After a great time exploring the abandoned mining area and the wonderful pueblo of Mineral de Pozos we were ready for a change. We left the high desert and headed up into the mountains. The Sierra Alvarez area has some great opportunities for boondocking (off grid camping). No services, no fees, no hassles. We found one such spot after creaking and rocking up a narrow dirt road.

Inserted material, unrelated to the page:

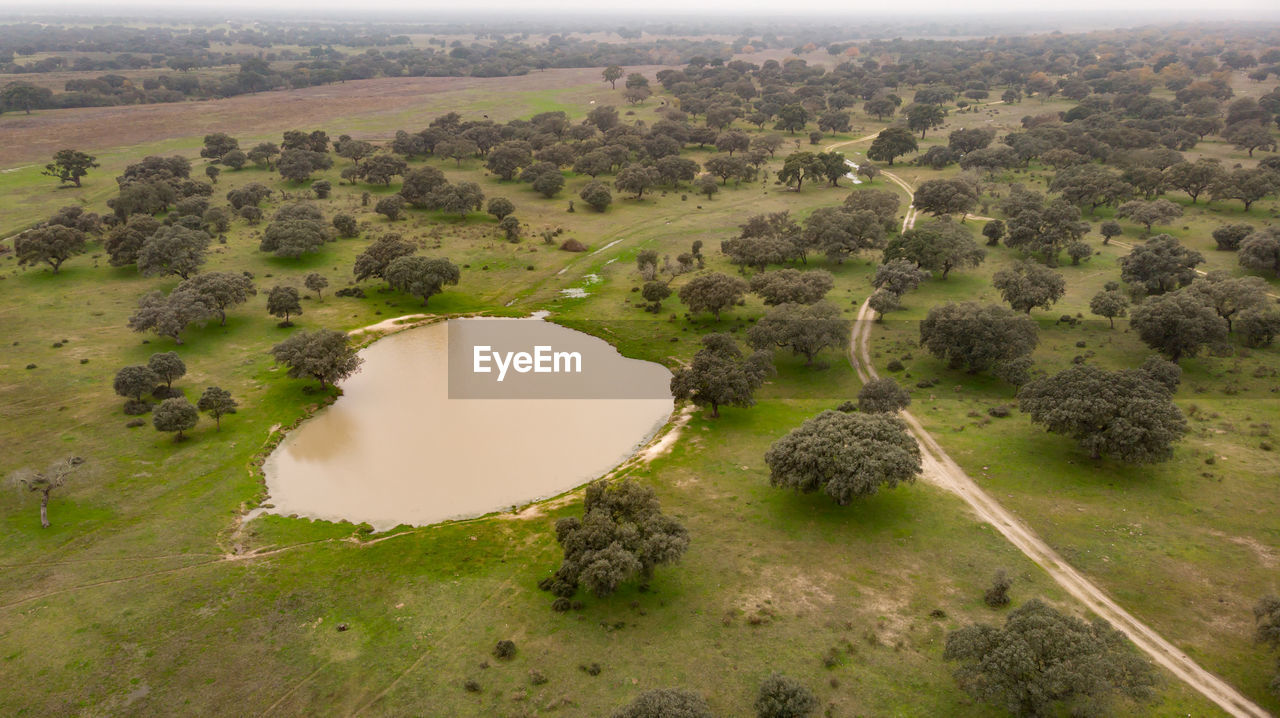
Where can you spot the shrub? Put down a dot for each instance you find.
(997, 595)
(504, 650)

Once we were parked, we hiked around a bit and enjoyed the views. The area was rocky with a collection of huge maguey (a type of yucca) and also junipers, pines and even a variety of magnolia tree. In the valley below our camp site was a VERY SMALL village with a church and a few houses. Mike took off one of the bikes and rode down the hill to check things out. He encountered this huge hog, grazing on the side of the road. The hog never even looked at him. He also saw the locals having a chat over the fence. Notice the cowboy on the horse, towing a donkey and being followed by a pack of dogs! That may be a traffic jam.Small town life. But I must emphasize, this town was so small that there was only one little tienda and no other services. ( a tienda is a shack, usually in front of or attached to a family home, that sells chips, sodas, water and limited food products ) The decorations hanging overhead led to the tiny church, which had celebrated their patron saint the weekend before. If you read my other posts you know that these religious celebrations can include festivals, parades, fireworks and family fun! I am sorry we missed this one.
From the village, Mike turned back and took this photo of the camper perched way up on the hillside. I am sure the villagers watched us for entertainment! But then he had to ride his bike back up that hill! Good thing we have a shower on board!
While we were hanging out at camp he took the opportunity to clean off the solar panels and replace some screws on the hatch cover. This turned out to be a great place to relax in the peace and quiet of the cool mountain breezes. We sat under the awning and enjoyed meals, looked at maps and gazed out over the valleys below. We tried to slow our pace a little and take the time to notice the tiny details around us. Our visitors at camp included three cows, numerous birds and a truck load of locals. The locals stopped by to ask us to not leave any trash and take care of the place. Not a problem, as we found no trash when we arrived and we left none when we departed.
Leaving this spot was tough, because the weather was nearly perfect and the solar panels were keeping the fans going. The next destination (moving off the mountains) might not be so comfortable.